Today is Friends & Fam Friday and, while I’ve had a great day filled with both, I’m suddenly sitting here depressed.
The tag line of this blog (at least at the time I’m writing) is: Being realistic about where you are and dreaming BIG anyway! Well I’ve been dreaming big (always), but just had a bit of a reality check out of nowhere.
We’re in the process of (fingers crossed) looking for a new house. At the moment, we don’t even know if we could qualify for a new home loan, but we’ve taken the steps to see and are waiting to hear back from the bank. In the meantime, I’ve been searching for what’s for sale in the areas we’d ultimately like to end up in and have, honestly, probably been looking a bit out of our price range. This whole NOT KNOWING limbo sucks. The bank could come back and say “nope, try again next year” or could tell us we have a green light for some exorbitant amount of money. Who effing knows!?
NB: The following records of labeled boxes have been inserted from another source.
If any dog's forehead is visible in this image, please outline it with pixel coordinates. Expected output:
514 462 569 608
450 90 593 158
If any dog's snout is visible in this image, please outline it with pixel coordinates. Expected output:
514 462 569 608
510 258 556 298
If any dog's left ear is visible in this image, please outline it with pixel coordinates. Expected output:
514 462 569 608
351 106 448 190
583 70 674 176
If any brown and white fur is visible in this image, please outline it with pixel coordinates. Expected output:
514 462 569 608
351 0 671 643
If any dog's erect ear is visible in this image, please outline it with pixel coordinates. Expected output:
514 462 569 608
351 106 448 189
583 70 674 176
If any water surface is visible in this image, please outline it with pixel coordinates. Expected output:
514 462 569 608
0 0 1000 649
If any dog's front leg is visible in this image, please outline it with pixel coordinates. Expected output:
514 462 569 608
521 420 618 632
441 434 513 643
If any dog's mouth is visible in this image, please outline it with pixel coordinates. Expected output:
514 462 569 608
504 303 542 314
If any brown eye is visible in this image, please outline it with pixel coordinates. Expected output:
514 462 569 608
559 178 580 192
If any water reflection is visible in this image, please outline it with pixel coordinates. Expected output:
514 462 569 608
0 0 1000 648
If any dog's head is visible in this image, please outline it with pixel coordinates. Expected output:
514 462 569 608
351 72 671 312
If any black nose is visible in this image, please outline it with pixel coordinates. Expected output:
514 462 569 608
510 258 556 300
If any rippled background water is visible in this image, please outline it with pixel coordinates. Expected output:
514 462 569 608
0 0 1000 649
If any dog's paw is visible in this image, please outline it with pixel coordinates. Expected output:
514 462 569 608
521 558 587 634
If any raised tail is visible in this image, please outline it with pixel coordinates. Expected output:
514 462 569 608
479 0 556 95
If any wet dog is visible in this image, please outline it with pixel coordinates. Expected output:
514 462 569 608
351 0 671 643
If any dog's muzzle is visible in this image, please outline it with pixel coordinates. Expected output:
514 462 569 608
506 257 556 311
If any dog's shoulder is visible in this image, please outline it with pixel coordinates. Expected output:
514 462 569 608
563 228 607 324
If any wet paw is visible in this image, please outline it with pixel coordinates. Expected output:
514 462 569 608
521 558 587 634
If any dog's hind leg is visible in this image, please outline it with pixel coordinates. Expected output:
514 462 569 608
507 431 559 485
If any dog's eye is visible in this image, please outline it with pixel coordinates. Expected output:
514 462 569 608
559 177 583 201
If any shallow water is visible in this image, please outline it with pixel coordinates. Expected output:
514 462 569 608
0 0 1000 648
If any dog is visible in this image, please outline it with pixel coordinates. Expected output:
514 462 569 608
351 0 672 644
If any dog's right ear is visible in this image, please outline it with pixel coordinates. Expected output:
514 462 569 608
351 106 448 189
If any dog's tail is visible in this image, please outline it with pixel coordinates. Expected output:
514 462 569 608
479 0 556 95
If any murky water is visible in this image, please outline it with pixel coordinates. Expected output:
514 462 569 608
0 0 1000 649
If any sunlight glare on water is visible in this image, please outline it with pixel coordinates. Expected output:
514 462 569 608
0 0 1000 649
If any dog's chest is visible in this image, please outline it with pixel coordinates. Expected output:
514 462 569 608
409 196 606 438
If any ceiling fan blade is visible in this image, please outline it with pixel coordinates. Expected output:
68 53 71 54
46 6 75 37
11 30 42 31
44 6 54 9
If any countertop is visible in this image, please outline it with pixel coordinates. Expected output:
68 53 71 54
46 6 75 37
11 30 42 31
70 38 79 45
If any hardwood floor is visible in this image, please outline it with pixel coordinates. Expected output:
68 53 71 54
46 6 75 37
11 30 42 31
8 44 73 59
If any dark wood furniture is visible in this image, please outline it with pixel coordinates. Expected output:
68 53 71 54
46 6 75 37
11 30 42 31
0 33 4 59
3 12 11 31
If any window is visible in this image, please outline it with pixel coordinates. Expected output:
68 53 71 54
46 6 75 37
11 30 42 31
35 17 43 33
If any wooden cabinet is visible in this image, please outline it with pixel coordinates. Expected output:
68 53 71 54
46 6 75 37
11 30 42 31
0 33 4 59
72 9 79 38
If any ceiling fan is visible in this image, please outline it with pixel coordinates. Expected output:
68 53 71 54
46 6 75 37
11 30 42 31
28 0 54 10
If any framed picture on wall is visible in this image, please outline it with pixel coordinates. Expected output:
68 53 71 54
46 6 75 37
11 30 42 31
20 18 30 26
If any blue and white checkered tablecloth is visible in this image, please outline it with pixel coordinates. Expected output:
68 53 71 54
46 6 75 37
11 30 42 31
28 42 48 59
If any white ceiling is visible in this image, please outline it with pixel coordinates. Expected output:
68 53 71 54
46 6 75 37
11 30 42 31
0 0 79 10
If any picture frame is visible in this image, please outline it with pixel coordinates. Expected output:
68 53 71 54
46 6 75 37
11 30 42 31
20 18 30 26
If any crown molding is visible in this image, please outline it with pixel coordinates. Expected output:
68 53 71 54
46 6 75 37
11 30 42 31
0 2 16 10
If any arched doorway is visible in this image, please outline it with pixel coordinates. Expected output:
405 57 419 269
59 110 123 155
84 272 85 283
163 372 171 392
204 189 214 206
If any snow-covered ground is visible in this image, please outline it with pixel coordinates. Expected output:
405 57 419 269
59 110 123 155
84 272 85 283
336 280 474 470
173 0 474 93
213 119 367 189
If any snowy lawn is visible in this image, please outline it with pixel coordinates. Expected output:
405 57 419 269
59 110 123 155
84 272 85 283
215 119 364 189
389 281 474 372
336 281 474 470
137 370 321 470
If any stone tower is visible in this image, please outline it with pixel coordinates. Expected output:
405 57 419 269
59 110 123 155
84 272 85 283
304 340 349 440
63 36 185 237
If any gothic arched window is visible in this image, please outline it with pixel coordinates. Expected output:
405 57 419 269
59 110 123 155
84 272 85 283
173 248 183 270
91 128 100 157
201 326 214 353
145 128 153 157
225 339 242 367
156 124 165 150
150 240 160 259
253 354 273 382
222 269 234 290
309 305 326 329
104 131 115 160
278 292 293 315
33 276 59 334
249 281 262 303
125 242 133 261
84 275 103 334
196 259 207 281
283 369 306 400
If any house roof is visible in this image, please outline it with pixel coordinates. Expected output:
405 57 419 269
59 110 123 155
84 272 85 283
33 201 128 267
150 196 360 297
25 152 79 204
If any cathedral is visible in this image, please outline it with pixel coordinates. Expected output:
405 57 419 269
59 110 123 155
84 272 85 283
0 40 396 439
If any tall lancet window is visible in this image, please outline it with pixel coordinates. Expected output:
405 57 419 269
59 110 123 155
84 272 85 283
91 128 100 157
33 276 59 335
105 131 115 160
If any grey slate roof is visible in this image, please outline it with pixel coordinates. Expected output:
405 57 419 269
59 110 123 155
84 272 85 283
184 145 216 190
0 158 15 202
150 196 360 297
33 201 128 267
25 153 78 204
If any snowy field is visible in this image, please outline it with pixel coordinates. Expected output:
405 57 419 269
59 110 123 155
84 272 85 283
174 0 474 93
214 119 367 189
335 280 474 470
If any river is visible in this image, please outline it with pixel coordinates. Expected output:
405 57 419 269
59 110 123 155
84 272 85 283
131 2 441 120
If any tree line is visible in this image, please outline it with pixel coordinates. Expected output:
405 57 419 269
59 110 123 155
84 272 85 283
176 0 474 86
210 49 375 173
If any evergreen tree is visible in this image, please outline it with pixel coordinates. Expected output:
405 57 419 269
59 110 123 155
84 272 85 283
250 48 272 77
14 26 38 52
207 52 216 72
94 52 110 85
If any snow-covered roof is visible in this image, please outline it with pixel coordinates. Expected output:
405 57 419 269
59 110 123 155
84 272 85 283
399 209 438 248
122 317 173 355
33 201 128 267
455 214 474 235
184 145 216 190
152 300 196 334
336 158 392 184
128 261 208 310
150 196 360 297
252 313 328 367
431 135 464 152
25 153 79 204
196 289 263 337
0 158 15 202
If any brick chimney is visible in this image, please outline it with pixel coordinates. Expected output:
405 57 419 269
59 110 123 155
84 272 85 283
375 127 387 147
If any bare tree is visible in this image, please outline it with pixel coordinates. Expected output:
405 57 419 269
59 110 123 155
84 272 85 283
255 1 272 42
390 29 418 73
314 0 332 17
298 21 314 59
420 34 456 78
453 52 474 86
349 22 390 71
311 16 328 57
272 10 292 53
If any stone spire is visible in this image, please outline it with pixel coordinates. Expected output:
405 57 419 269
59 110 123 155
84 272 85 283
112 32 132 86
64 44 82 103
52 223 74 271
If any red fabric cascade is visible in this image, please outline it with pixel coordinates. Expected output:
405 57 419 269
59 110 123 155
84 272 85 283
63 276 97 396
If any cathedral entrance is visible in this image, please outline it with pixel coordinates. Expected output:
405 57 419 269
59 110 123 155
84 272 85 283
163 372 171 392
Tonight I pulled up some of my saved listings and showed my wife. I could picture us in several of them and felt myself getting excited as I scrolled through each picture, sharing my vision for the future with her. It’s really been a fun thing for me. Then I came to the computer and looked up a blog a friend suggested and instantly felt the air knocked out of me. This blog is a young couple who’ve had success flipping houses and blogging along the way. So much success that they’re now on their 4th home. None of that is anything to be sad about except I saw us in them and then instantly saw what they have vs what we have. It’s not a coveting thing, it’s a gut check thing.
I have never, in any part of my life, felt like I’ve moved beyond my 20s. I act young, people tell me I look young (despite the gray hairs that are popping up), but the most convincing of all is that I reject responsibility like I’m young…. like I have my entire life ahead of me. Most of my friends, even though we’re all about the same age, I view as “older”. I think, “Well they have the nice house and can take vacations and buy nice things because they’re older and that’s what you do when you’re older”. REALITY = I’m older. I’m the age that people normally have their shit together and are beginning to really enjoy the fruits of their labor.
Let me pause and say… I LOVE MY LIFE. I love that I have time freedom over a 6-figure salary that sucks the life out of me or keeps me away from my family. I love that “work” for us is mostly fun and done in our own time. But that doesn’t mean I don’t long for a little more security for my family and a lot more YES than my bank account allows.
So, returning to Pity Party for 1, how do I get it ALL?! How do I keep the job I love with the time freedom I love, but make the kind of money I need to live the life I desire for my family? That’s yet to be answered, but the important thing is I have my “start” spot on the map and I’ve never had a problem dreaming of the “end”.
Earlier today, I finished the audio book, You’re A Badass. One line that summed up my life completely was:
Lame, vague goals equal a lame, vague life.
I dream big, but I don’t goal AT ALL. Lucky for me I have a goal book AND workbook sitting right next to me and I have a feeling my next friends and fam friday blog just might tell the story of a family who GOALED together! I’m tired of this lame, vague life. It’s time to grow up, Peter Pan.